C’est tapi au fond de la salle qu’il progresse, à l’abri des regards, sauf du sien : le malaise.
Elle peinait à trouver un élément qui l’apaiserait dans cette pièce censée être propice au savoir. Un crayon de bois dans sa trousse, haut de quelques centimètres, d’un vert sec et bien fin, attira son attention.
C’est sur lui qu’elle jeta son dévolu, une bouée de fortune pour canaliser son amertume. Cachée de tous et toutes, sous la table, elle le tritura.
Pourtant ce sentiment de malaise était désormais routinier, pour ne pas dire empreint en elle.
Empreint, car elle s’était faite à l’idée d’être l’objet de curiosité de la part de quelques plaisantins.
Empreint, car ils étaient désormais certains qu’elle n’était que ça : une curiosité docile.
Empreint, car la figure d’autorité même de la pièce; celui qui s’agite sur l’estrade pour faire valoir une autorité factice, censée faire office d’autorité salvatrice, se mue dans l’ignorance la plus mortifère pour elle.
L’autorité est mère et fille des bourreaux. C’est un fait ordinaire que nul ne peut nier. C’est par ce paradoxe qu’elle recouvre ses oreilles , pour éloigner les cris des meurtris.
Dans le silence de la pièce, une main sort de la poche de son propriétaire. Immense par sa portée, la main s’avance lentement vers sa proie. Les doigts se tordaient d’une façon curieuse, impatients, ils
ne cessaient de s’étirer au plus loin de la main qui n’était plus maîtresse de ses attributs avant de
s’écraser, à l’affût, sur la tête de leur victime.
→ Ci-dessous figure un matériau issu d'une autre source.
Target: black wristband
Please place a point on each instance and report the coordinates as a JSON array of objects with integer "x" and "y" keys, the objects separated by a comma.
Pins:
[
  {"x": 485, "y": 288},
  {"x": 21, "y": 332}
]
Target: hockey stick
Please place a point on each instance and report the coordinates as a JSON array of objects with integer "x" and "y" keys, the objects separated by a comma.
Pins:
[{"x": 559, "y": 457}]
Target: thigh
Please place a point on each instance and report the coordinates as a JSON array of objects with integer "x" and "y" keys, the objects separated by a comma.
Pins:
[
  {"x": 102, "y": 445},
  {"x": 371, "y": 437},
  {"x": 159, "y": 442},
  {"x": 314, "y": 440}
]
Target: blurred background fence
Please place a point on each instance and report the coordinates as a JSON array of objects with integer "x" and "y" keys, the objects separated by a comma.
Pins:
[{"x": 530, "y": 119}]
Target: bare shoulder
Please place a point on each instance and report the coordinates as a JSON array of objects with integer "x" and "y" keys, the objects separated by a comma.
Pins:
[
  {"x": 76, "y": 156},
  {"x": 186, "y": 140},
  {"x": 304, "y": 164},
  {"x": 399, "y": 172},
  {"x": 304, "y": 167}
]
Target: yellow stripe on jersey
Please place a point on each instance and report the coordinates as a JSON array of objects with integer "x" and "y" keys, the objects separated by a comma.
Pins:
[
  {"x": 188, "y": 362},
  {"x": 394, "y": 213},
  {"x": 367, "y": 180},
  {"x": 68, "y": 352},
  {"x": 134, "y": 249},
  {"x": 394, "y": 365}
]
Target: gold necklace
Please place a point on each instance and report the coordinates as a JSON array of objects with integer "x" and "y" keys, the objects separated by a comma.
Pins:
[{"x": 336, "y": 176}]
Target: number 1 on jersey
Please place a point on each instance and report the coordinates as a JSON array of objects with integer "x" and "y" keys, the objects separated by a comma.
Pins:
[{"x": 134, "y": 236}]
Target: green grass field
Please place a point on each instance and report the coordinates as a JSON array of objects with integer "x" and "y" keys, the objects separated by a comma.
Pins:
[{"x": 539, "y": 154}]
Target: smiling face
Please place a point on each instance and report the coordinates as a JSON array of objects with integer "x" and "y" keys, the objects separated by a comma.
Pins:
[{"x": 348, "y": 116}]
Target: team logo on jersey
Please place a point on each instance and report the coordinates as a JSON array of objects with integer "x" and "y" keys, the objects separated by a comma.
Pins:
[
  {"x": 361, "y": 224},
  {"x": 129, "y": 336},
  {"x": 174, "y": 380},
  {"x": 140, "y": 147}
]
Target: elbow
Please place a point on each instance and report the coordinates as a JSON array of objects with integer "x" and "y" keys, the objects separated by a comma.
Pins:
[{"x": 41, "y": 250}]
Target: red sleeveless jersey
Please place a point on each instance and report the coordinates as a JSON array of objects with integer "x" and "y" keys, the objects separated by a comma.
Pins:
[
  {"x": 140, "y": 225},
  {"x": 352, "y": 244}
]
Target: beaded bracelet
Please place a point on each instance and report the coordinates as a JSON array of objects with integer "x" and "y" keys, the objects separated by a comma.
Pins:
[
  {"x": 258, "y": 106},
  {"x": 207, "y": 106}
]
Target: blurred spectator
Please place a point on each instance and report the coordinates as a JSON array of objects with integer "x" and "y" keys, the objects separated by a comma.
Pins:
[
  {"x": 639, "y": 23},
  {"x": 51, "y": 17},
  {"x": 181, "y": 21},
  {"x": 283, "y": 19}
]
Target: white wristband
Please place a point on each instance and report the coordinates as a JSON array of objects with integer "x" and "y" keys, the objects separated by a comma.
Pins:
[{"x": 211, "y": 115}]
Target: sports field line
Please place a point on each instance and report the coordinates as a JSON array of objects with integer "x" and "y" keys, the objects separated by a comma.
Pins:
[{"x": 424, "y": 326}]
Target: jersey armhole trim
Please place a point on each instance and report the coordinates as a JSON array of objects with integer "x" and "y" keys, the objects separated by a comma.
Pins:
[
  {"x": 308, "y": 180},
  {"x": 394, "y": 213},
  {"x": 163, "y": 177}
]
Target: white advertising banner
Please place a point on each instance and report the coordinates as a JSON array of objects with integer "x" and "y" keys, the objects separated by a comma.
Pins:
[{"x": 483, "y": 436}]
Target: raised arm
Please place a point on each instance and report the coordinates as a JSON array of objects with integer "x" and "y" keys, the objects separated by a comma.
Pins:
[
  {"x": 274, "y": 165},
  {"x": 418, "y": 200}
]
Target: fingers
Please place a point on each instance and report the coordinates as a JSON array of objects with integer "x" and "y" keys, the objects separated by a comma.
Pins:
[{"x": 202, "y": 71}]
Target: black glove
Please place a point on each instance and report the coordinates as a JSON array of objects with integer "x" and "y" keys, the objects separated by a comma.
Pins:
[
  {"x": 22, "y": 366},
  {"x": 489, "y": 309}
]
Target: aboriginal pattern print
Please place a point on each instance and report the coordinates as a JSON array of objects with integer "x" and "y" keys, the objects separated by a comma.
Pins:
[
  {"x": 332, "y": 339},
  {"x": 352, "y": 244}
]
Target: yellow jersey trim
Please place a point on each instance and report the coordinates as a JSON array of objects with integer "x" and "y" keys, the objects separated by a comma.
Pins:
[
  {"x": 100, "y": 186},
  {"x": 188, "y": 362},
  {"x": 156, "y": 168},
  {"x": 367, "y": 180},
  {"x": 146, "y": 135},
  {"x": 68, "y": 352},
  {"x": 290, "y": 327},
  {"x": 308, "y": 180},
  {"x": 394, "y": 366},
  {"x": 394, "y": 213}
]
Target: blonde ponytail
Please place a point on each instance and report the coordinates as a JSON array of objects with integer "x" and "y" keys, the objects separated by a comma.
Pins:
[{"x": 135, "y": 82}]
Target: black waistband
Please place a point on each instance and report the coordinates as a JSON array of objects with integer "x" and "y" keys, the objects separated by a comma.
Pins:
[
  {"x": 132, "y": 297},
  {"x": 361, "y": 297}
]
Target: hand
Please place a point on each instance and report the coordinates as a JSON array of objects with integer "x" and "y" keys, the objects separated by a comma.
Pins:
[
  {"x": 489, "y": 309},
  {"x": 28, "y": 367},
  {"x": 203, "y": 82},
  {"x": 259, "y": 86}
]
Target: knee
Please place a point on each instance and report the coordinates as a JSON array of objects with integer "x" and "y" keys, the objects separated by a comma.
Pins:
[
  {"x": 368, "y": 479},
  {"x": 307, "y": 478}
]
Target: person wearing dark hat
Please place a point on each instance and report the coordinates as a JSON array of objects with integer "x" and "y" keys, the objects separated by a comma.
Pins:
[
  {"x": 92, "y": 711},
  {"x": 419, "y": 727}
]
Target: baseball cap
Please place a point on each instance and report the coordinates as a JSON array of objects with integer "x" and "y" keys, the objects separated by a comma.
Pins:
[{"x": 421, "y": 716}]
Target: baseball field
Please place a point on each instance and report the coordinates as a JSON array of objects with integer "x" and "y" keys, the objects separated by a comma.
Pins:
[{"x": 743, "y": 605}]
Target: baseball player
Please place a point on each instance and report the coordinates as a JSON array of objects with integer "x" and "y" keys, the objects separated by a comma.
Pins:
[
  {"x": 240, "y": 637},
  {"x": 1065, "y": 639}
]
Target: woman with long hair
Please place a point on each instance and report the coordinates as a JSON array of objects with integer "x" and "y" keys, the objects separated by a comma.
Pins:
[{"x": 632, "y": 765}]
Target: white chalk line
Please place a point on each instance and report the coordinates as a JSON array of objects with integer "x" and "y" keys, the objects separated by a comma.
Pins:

Elle sentait des doigts s’enrouler dans ses cheveux bouclés, malgré elle. Les doigts cognèrent contre
son cuir chevelu avant de se retirer. Ils sont revenus à la charge, faisant quelques aller-retours, avant
d’attraper une mèche. Son estomac, à elle, ne put s’empêcher de se retourner à de nombreuses reprises,
imaginant l’état des doigts de son bourreau s’immisçant pernicieusement et sans son consentement dans son intimité capillaire.
Elle se sentait souillée.
La souillure perdurait tant elle entendait son prénom passer d’une langue à une autre, d’un sourire
déformé et malveillant à un autre, comme s’il ne lui appartenait pas.
Ce même prénom lui a été donné en hommage à sa grand-mère d’outre-méditerranée, la même qui s’est battue pour que son prénom soit reconnu par les ancêtres violents de ces jeunes insolents.
Ses ongles,à elle, ne cessaient de gratter la surface du fébrile crayon de bois qu’elle tenait sous la table.
Il pliait sous sa pression, légèrement, imperceptible à l’œil nu.
« Mademoiselle, cessez donc vos bêtises. »
Le verdict était tombé et les murmures se sont estompés.
Les épaules s’affaissèrent, les grimaces suffisantes tintaient l’atmosphère d’un
sentiment de victoire volée.
Pendant ce temps-là, le crayon avait craqué. Une écharde s’en était échappée, éraflant son doigt. Quelques
gouttes de sang s’échouèrent sur le sol quadrillé et elle ne les remarqua pas.